The government of the Chad has raised a lot of questions and concerns which are legitimate. MINURCAT is not yet deployed. Some commitments have not been fulfilled. I understand that there is a UN mission in N’djamena which is discussing its concerns with the government of Chad. We do hope that these negotiations will be a success, and that this mission, as well as high political contact within the UN and the Chadian authorities, will lead to MINURCAT staying in Chad.


Q : President Gbagbo in Cote d’Ivoire has said that he believes there are almost half million registrants that are incorrectly put on the voting list and he asked for investigation. Does France think that it is a frivolous complain or do you think that it should be looked into ?

All complains should be looked into. There is a process. There is an independent electoral commission which has to do its job. We consider that a lot of time has already been spent to do it. We have a few weeks ahead of us. But you have to understand that after May, because of the rainy season, it will be very difficult to organize elections in Cote d’Ivoire. So that’s the reason why we really do hope that the elections will be held before then.


Q : I believe we are one month away from schedule for elections in Haiti. Do you have any reason to believe they should be held ? Do you think they should be postponed ?

That is for the government of Haiti to decide. Obviously I’m sure that the government of Haiti which is facing such a challenge - I was told yesterday that there is not even a building for the government to meet - so I think that they have to decide by themselves if they consider that these elections are possible or not.

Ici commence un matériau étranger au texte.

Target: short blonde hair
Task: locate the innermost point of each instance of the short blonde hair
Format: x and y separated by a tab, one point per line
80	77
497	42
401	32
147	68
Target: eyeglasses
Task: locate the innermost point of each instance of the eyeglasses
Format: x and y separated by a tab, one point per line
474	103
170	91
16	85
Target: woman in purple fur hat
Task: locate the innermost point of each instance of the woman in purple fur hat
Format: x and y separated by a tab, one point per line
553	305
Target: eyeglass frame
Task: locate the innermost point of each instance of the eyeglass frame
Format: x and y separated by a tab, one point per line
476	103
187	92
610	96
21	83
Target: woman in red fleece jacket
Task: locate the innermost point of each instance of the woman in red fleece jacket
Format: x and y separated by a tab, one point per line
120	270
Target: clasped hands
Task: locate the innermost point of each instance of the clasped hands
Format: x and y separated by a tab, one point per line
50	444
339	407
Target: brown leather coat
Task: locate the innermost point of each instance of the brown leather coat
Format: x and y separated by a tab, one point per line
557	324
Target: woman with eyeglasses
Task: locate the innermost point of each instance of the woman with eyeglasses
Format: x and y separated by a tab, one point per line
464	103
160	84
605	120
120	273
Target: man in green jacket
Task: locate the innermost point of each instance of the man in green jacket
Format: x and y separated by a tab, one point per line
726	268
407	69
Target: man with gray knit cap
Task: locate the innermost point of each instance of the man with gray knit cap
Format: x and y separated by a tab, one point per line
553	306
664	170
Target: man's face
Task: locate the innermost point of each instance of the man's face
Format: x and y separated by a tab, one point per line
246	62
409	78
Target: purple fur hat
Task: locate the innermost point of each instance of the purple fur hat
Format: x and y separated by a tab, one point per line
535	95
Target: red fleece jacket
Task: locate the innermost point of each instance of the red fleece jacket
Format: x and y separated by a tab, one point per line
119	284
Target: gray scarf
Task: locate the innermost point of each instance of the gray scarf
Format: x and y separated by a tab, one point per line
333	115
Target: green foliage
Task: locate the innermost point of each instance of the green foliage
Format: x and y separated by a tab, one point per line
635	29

Q : In light with the speech that president Obama made yesterday, do you expect a resolution on Iran by the end of March at the Security Council ?

A resolution is the result of a negotiation and of course I can’t anticipate the result of negotiations, the length of negotiations. We want to move as quickly as possible. But of course we have to have all partners on board. So the question has to be raised to the other members of the Security Council. For France, as the president of the Republic has said, we are ready to move as quickly as possible.


Q : Pour la télé ivoirienne, il y a un problème qui a été soulevé en Côte d’Ivoire à propos de la liste électorale qui aurait été faussée dès le départ par la commission électorale indépendante. Est-ce une raison qui peut entraîner le report des élections ?

Nous ne mettons évidemment pas en cause le travail de la commission électorale indépendante. Nous ne mettons pas en cause le fait que la liste électorale doit être une liste électorale honnête et faite suivant les procédures.

Seulement le Conseil de sécurité considère désormais que les élections peuvent être tenues avant la saison des pluies, dans les quatre mois qui viennent. L’essentiel de la liste électorale est prête. Maintenant, nous en sommes sur le règlement des contentieux. Nous espérons vraiment que les ivoiriens réussiront à régler ce contentieux et que les élections auront lieu. Mais il faut comprendre que la force des Nations Unies ne va pas rester indéfiniment en Côte d’Ivoire. Et donc que dans quatre mois nous devrons regarder quelle est la présence des Nations Unies. Si les élections ont eu lieu évidement ce sera très simple, ce sera le départ progressif de la force, ce sera également la levée progressive de sanctions. Si les élections n’ont pas eu lieu, alors le Conseil de Sécurité sera obligé d’examiner la présence des Nations Unies en Côte d’Ivoire et je ne peux pas savoir quelle en sera la conclusion, ce sera aux 15 membres de le décider.